Hola a tod@s, ya todos con el calor típico de esta época del año, pensando ya en las vacaciones para cambiar de ambiente, descansar y coger fuerzas para luego volver a empezar. Voy como muy rápido, jajaja, apenas estamos empezando y ahora tenemos por delante un largo y ardiente verano, eso trae consigo, que nos apetezca comer ensaladas, sandías, barbacoas pero deben hacer una excepción con estas empanadillas. Y por supuesto, nos apetece comer cerezas, picotas, esas frutas tan bonitas, que son irresistibles en verano, yo me declaro fan número 1 de las cerezas, que son los caramelos que nos regala la naturaleza.

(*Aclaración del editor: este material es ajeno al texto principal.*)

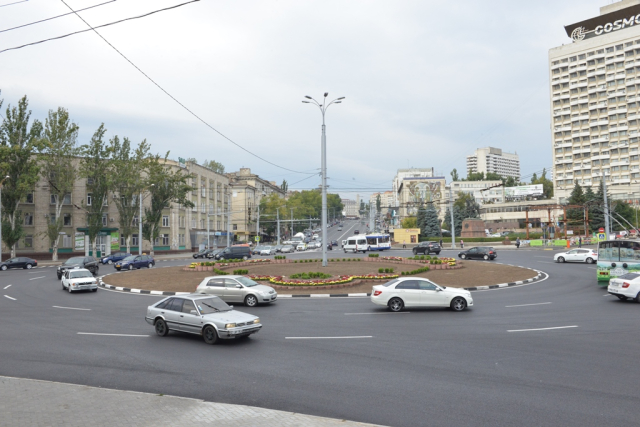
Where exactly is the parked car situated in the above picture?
[216,246,251,260]
[607,273,640,302]
[458,246,498,260]
[196,276,278,307]
[56,256,100,280]
[553,248,598,264]
[145,294,262,344]
[61,268,98,293]
[114,255,156,271]
[412,242,442,255]
[0,256,38,271]
[100,252,131,264]
[371,277,473,312]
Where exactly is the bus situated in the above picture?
[597,239,640,282]
[365,234,391,251]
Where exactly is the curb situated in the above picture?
[98,262,549,299]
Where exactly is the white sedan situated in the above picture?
[553,249,598,264]
[62,268,98,293]
[607,273,640,302]
[371,277,473,312]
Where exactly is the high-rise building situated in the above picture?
[549,0,640,201]
[467,147,520,179]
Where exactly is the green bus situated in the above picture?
[597,239,640,283]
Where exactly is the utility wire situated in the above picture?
[0,0,116,33]
[53,0,315,175]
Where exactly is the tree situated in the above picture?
[0,96,42,257]
[108,136,150,252]
[79,123,111,256]
[39,107,78,261]
[202,160,224,175]
[140,152,195,254]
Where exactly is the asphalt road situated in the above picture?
[0,224,640,426]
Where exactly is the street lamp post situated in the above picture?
[302,92,345,267]
[0,175,9,262]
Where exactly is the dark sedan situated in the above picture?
[0,257,38,271]
[458,246,498,260]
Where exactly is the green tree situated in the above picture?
[108,136,150,252]
[0,96,42,257]
[202,160,224,175]
[39,107,78,261]
[79,123,111,256]
[140,152,195,254]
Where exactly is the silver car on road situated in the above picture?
[196,276,278,307]
[145,294,262,344]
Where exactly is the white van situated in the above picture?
[343,236,367,253]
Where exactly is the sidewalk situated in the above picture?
[0,376,384,427]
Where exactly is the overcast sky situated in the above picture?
[0,0,611,202]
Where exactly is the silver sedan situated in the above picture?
[145,294,262,344]
[196,276,278,307]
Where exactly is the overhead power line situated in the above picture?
[50,0,315,175]
[0,0,116,33]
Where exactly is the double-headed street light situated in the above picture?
[302,92,345,267]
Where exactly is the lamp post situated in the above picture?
[302,92,345,267]
[0,175,10,262]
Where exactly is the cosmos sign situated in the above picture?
[564,5,640,42]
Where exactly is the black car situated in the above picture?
[56,256,99,279]
[413,242,442,255]
[458,246,498,260]
[0,257,38,271]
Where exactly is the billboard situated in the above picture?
[504,184,542,197]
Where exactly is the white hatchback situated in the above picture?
[553,249,598,264]
[607,273,640,302]
[371,277,473,312]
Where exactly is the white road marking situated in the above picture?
[505,302,551,308]
[78,332,150,338]
[507,325,578,332]
[344,311,411,316]
[284,335,373,340]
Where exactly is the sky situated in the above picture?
[0,0,612,201]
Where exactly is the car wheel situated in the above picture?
[155,319,169,337]
[202,325,218,344]
[387,298,404,313]
[451,297,467,311]
[244,295,258,307]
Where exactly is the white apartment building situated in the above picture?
[549,0,640,202]
[467,147,520,179]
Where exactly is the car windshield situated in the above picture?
[236,277,258,287]
[199,298,231,314]
[69,271,93,279]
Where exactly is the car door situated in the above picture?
[395,279,422,307]
[179,299,203,334]
[224,279,246,302]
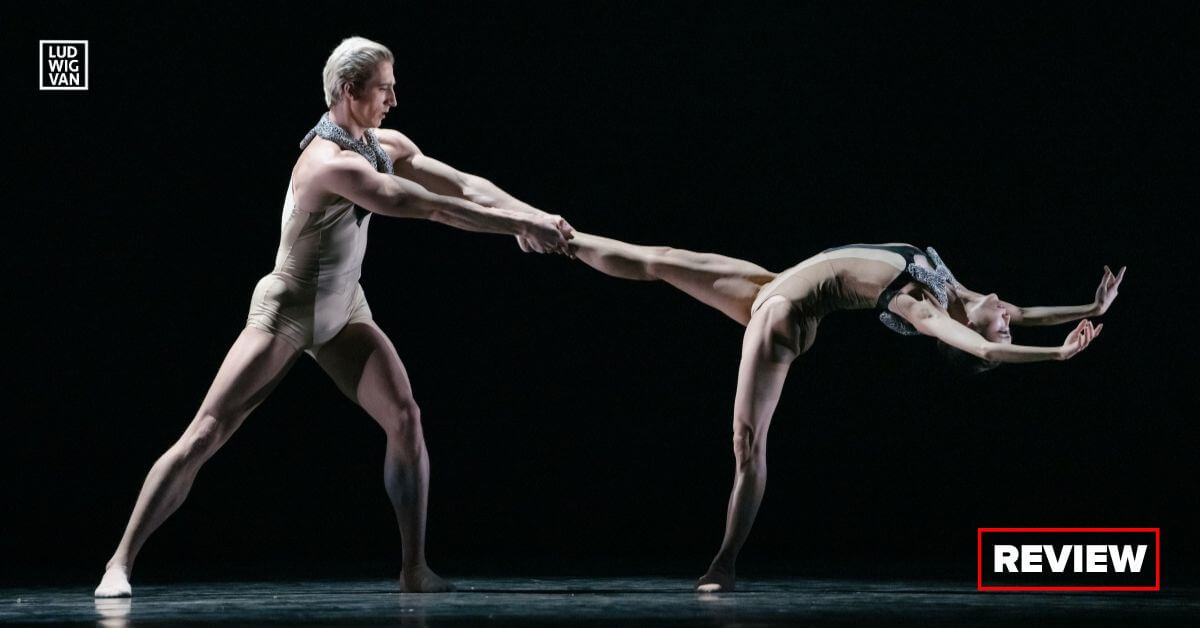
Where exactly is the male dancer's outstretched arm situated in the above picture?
[376,128,574,255]
[326,155,570,253]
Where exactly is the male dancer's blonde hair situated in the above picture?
[322,37,395,107]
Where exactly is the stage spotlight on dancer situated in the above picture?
[570,233,1126,592]
[96,37,572,597]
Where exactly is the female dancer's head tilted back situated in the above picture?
[571,233,1124,591]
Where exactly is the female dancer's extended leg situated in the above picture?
[571,232,775,325]
[571,233,816,591]
[317,322,452,592]
[96,327,299,597]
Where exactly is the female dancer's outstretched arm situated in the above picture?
[890,294,1104,363]
[959,267,1126,327]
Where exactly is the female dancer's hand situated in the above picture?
[1096,267,1126,316]
[1061,318,1104,360]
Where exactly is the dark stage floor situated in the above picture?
[0,578,1200,627]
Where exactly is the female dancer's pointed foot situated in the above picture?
[696,566,736,593]
[96,566,133,598]
[400,566,454,593]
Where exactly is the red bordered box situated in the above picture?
[976,527,1163,591]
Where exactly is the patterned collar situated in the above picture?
[880,246,958,336]
[300,112,392,227]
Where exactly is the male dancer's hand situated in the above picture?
[517,214,575,257]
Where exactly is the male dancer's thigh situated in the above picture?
[188,325,300,436]
[316,321,414,421]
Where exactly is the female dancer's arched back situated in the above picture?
[570,232,1124,591]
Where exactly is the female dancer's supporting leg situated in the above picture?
[571,232,812,591]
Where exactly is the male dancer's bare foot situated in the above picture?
[400,566,454,593]
[696,564,736,593]
[96,564,133,598]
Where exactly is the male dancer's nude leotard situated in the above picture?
[246,183,371,357]
[750,244,953,353]
[246,114,391,358]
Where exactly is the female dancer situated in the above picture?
[570,232,1124,591]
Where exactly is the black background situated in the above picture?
[0,2,1200,587]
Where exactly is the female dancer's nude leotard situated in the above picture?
[246,114,391,357]
[750,244,954,353]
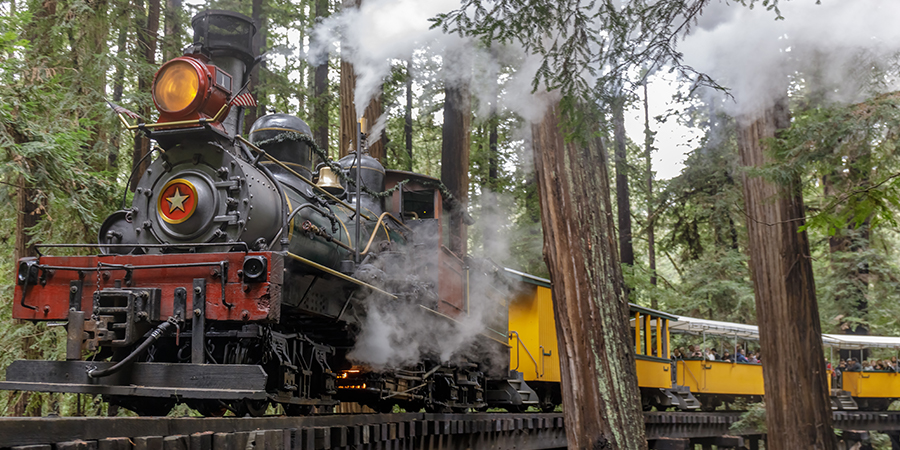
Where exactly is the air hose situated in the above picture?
[88,318,175,378]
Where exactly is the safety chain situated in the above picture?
[254,131,460,209]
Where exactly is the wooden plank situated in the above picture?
[133,436,163,450]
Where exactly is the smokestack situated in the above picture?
[185,10,258,136]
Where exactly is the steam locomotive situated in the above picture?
[0,11,537,415]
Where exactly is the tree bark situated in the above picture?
[738,99,836,450]
[339,0,385,161]
[106,7,128,171]
[644,82,659,309]
[244,0,268,134]
[403,57,413,172]
[312,0,330,152]
[532,105,647,449]
[130,0,159,191]
[441,83,472,257]
[163,0,184,61]
[613,97,634,270]
[10,171,46,416]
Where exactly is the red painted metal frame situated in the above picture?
[13,252,284,321]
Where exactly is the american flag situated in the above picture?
[106,100,141,119]
[229,92,256,107]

Están de vicio, se hacen rápido, son sencillas de elaborar. Encendemos el horno y tenemos una recompensa dulce y deliciosa, además la mermelada la hice con poca azúcar, potenciando el sabor de la fruta a tope, utilicé el Vermut Bocamanga para darle ese toque de alcohol que lleva la masa y luego en la mermelada también le agregué un poco, ummm, una maravilla!!! Esta receta es un maridaje entre la zona del Jerte, en Extremadura, con sus cerezas espectaculares y de este exquisito vermut, de Madrid.
Aquí voy con la receta, gracias Serafina, estas empanadillas son espectaculares!!

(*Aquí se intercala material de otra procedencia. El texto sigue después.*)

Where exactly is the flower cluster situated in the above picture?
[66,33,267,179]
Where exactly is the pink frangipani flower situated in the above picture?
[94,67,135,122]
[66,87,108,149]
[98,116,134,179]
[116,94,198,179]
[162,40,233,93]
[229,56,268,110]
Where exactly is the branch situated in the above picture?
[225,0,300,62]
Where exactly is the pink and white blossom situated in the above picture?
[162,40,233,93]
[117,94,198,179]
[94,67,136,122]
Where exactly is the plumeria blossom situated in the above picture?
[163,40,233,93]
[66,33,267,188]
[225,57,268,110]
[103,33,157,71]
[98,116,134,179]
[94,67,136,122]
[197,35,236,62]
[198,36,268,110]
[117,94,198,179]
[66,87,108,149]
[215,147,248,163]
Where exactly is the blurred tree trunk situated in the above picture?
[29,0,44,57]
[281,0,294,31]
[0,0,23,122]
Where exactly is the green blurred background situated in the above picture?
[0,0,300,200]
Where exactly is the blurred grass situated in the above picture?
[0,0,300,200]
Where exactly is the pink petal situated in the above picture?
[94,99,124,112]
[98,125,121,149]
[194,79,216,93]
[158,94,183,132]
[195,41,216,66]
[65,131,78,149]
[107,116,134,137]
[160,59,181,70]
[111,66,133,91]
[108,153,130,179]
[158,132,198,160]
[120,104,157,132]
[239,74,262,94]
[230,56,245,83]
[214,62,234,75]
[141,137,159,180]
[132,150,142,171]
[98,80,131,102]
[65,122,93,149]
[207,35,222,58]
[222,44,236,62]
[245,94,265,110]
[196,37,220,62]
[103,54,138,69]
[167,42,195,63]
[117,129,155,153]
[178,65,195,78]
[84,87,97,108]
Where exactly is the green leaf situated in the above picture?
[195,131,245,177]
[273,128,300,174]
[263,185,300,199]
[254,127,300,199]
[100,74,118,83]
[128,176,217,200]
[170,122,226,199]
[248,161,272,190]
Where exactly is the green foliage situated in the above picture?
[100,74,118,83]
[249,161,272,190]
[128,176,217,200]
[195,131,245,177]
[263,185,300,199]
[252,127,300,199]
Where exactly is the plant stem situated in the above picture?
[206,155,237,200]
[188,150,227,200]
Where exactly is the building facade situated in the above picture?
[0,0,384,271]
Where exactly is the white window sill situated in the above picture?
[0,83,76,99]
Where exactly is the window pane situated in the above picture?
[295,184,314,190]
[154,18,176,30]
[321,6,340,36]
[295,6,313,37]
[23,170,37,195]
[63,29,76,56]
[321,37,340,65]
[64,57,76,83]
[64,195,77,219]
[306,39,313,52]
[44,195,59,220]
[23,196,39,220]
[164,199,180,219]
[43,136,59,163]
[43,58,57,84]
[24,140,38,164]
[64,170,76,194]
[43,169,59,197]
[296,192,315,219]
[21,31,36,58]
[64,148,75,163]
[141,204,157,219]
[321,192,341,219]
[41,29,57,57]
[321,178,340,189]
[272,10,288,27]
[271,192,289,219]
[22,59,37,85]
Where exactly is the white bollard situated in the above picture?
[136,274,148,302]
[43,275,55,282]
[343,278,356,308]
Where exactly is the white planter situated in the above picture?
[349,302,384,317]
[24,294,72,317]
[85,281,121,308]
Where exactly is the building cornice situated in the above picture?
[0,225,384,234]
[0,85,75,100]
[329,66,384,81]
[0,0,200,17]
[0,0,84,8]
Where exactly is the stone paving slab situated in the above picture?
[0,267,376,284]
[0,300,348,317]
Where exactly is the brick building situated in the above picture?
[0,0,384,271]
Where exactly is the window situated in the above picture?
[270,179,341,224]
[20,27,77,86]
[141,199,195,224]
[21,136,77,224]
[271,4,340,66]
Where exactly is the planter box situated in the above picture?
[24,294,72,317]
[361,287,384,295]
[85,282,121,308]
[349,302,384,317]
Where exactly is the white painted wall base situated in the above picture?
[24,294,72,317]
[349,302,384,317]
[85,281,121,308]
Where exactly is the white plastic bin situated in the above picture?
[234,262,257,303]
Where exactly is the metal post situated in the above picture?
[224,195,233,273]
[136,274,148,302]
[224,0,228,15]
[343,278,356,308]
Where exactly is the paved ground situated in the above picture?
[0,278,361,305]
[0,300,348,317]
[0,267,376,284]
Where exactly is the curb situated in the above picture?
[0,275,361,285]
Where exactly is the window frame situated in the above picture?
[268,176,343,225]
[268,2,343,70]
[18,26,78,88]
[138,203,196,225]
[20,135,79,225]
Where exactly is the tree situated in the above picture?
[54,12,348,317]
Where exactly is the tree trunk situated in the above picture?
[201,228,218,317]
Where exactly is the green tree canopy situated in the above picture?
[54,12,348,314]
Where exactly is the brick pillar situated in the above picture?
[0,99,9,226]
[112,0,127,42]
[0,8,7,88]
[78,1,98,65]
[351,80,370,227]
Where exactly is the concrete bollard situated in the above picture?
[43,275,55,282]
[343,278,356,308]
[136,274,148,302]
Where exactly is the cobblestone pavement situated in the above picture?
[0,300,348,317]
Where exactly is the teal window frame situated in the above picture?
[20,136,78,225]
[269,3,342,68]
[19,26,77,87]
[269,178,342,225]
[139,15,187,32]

Las cantidades están por medidas, una medida de licor, una medida de aceite, un puñado de azúcar, y la harina, toda la que admita. Lo que hice fue usar una misma taza para medir, una jarra medidora o taza dosificadora, es un utensilio muy usado en cocina. pero si no tienes este artilugio, utiliza una taza de cafe con leche, no de café solo, sino una taza en condiciones. Así vas midiendo el aceite y el licor. El puñado de azúcar, yo agregué dos cucharadas y la harina que admita, fui añadiendo la harina. amasando, hasta que obtuve una masa que no pegara de las manos, unos 400-500 gramos de harina de todo uso. Por supuesto, si quieres hacer una taza y media, usas la misma taza y siempre mides con la misma.

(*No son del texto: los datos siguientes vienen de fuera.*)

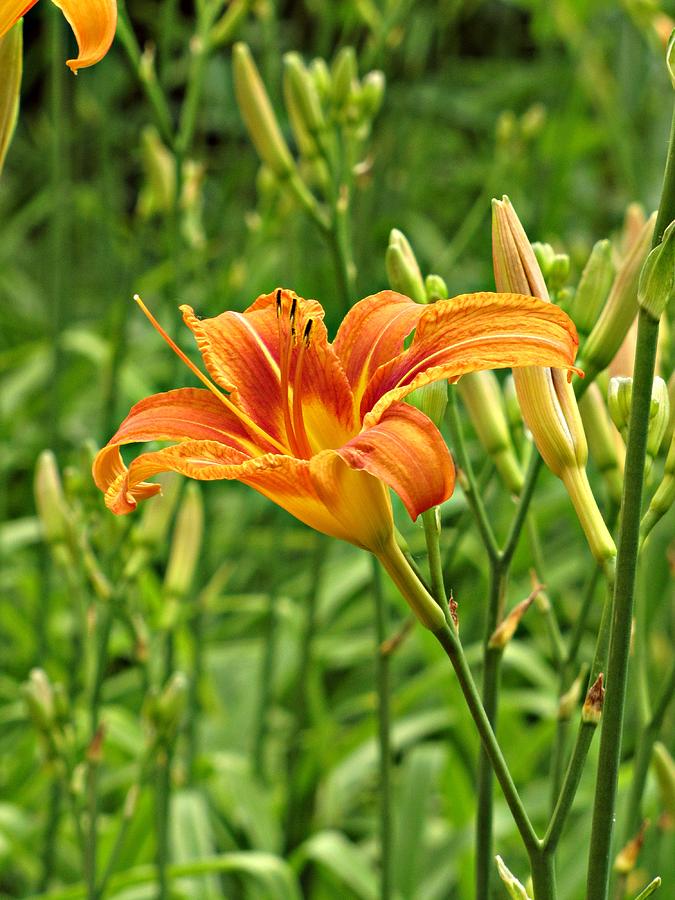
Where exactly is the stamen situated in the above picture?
[134,294,288,456]
[293,319,312,459]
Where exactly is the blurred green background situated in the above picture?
[0,0,675,900]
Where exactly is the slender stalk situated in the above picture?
[372,557,393,900]
[253,591,277,781]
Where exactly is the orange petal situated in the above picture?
[52,0,117,72]
[361,293,578,425]
[333,291,426,404]
[181,290,357,452]
[338,403,455,520]
[0,0,37,37]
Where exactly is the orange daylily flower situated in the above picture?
[0,0,117,72]
[93,289,577,558]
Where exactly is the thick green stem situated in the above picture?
[372,557,393,900]
[587,310,659,900]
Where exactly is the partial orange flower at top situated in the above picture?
[0,0,117,73]
[93,289,577,558]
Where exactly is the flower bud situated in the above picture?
[35,450,73,546]
[424,274,448,303]
[569,240,615,337]
[492,197,616,562]
[495,856,531,900]
[581,213,656,378]
[359,69,386,121]
[232,42,294,178]
[331,47,357,110]
[581,672,605,725]
[457,369,523,494]
[385,228,427,303]
[164,482,204,598]
[638,221,675,321]
[579,383,626,504]
[0,22,23,173]
[284,52,326,143]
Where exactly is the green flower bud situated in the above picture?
[164,482,204,598]
[457,369,523,495]
[232,43,295,178]
[0,22,23,173]
[495,856,531,900]
[284,53,326,141]
[385,228,427,303]
[424,274,448,303]
[579,383,626,503]
[34,450,73,546]
[579,213,656,378]
[359,69,386,120]
[331,47,357,110]
[638,220,675,321]
[569,239,615,337]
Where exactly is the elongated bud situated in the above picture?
[35,450,73,546]
[331,47,357,110]
[164,483,204,598]
[284,52,326,140]
[638,221,675,321]
[495,856,531,900]
[232,43,294,178]
[424,274,448,303]
[0,21,23,173]
[359,69,386,120]
[581,672,605,725]
[385,228,427,303]
[558,665,587,722]
[581,213,656,377]
[22,669,56,732]
[652,741,675,822]
[457,369,523,494]
[569,239,615,337]
[579,383,626,503]
[488,584,541,650]
[614,819,649,875]
[492,197,616,562]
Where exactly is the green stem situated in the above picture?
[372,557,393,900]
[253,592,277,782]
[587,310,664,900]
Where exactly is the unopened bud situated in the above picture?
[232,43,294,178]
[34,450,73,546]
[638,220,675,321]
[458,369,523,494]
[0,22,23,173]
[558,665,587,722]
[359,69,386,120]
[164,483,204,598]
[582,213,656,377]
[284,52,326,141]
[581,672,605,725]
[614,819,649,875]
[331,47,357,110]
[424,274,448,303]
[579,383,626,503]
[488,584,541,650]
[22,669,56,732]
[495,856,531,900]
[652,741,675,822]
[569,240,615,337]
[385,228,427,303]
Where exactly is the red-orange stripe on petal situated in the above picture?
[338,403,455,520]
[52,0,117,72]
[361,293,578,424]
[333,291,426,406]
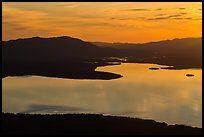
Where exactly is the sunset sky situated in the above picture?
[2,2,202,43]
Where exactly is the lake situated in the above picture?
[2,63,202,127]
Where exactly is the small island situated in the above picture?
[186,74,194,77]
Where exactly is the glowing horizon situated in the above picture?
[2,2,202,43]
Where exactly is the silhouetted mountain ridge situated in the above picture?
[2,36,202,79]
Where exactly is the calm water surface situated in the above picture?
[2,63,202,127]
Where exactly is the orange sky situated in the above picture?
[2,2,202,43]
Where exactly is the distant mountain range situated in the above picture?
[93,38,202,69]
[2,36,202,79]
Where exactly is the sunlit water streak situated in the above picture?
[2,63,202,127]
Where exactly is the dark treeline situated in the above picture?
[2,113,202,135]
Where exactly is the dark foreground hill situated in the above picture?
[2,113,201,135]
[2,36,122,79]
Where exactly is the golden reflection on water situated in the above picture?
[2,63,202,127]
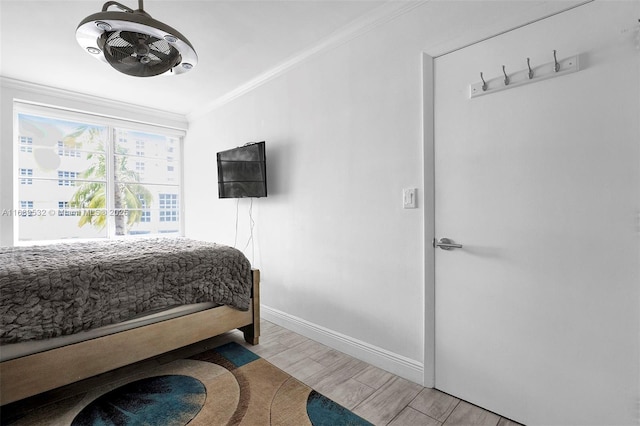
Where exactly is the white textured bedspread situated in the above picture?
[0,238,252,344]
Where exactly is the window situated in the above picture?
[14,104,183,241]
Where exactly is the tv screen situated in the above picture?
[217,142,267,198]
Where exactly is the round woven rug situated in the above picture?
[71,375,207,426]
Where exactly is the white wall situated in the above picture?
[185,2,592,385]
[185,5,432,380]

En un bol, pones el aceite, el licor, el azúcar, mezclas y vas echando la harina, vas amasando hasta conseguir una masa elástica, suave y que no se te pegue de las manos. Una vez que la tengas, mete en la nevera una media hora o un poco más, para que la puedas manipular. Una vez pasado este tiempo, haz bolitas como de 100 gramos cada una o del tamaño que quieras.
En una superficie enharinada, con la ayuda de un rodillo, vas extendiendo las bolitas, rellenas con una cucharada de mermelada que ya tendrás lista, cierras la empanada y con un tenedor, puedes ir cerrando los bordes. Ve colocando cada una, en una bandeja de horno que ya has puesto encima, papel encerado, especial para horno.
Una vez que hayas rellenado todas las empanadillas, con la ayuda de un pincel, pinta con el huevo batido. Mete la bandeja en la nevera por una media hora.
Enciende el horno a 180º
Una vez pasado este tiempo, mete la bandeja con las empanadillas hasta que doren unos 20-25 minutos.
Deja enfriar y espolvorea con azúcar glas.

Son exquisitas, puedes disfrutarlas a temperatura ambiente o calentarlas un poco.
Salen entre 10 y 12 empanadillas, depende del tamaño que las hagas.